We’re excited to share this valuable lesson from Susan P. Joyce of Job-Hunt.org. Susan will be going deeper into the subject of Search Engine Optimization (SEO) for Job Seelers in her presentation at the 2014 Global Career Empowerment Summit.
Internet Search When you type a search query into a Google search bar, the results you see may not be the results the rest of the world sees, especially if you type the same query into Google often – like your name, your business name, or your clients’ names.
Many people don’t understand that Google works very hard to provide users with the results they think that user, specifically, prefers. Gradually over many years, Google has customized the results for all users. So in any given search, you do not see the results someone else doing the same search would see.
Google tries to show you what will be most useful to you. It shows you results based on what you seem to have found useful in your past Google searches (plus your location). They call this “personalization” and, of course, it drives SEO practitioners crazy. Or it did.
When you click on a search result in Google, Google pays attention to where you click – your choices from the options provided. They note how quickly you leave one result to return to the Google search results page and choose another option (a variation on “bounce rate”). They also track the result you chose and stayed at, never returning to the results page again, because that means that Google succeeded in providing you with the information you were seeking. Yes, it is a little creepy that they pay that much attention, but they seem to be doing it for the right reasons (at least publicly).
Google uses the information they collect about your preferences in search results to personalize your future search results. And it’s usually a good thing!

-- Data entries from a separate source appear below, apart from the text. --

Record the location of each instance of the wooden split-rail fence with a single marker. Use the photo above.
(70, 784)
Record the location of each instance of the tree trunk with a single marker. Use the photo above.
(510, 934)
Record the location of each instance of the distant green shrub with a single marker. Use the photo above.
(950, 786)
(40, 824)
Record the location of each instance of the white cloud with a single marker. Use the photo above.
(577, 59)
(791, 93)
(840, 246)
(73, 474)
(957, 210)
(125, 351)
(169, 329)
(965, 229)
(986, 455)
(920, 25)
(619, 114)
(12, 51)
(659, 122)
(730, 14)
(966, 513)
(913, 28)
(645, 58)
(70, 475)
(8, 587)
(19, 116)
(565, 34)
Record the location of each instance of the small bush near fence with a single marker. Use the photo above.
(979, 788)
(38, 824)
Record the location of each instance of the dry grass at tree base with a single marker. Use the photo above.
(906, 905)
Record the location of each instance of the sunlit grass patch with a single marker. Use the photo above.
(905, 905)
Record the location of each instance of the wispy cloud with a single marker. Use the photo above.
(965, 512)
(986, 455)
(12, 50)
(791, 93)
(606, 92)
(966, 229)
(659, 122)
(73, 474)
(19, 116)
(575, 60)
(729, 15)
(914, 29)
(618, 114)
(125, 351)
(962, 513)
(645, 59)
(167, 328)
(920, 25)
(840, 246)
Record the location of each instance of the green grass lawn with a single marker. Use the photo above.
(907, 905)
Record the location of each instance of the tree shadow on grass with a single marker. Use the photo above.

For example, if you do a search on the term “Boston,” you most likely get results about the city unless you showed interest in Boston College or Boston University in past searches. If you have selected one of those sites frequently in the past, then Google will mix in results about that school with the results about the city. Or, if you are a sports fan, a search on “Boston” will probably result in entries about the city but also entries about the Boston Red Sox, Boston Celtics, and/or Boston Bruins as well as the college sports teams. If you seem to search often for restaurants, the results for the same “Boston” search will probably include the closest Boston Market restaurant location plus entries from your favorite online Boston restaurant guides. Google “personalization” at work!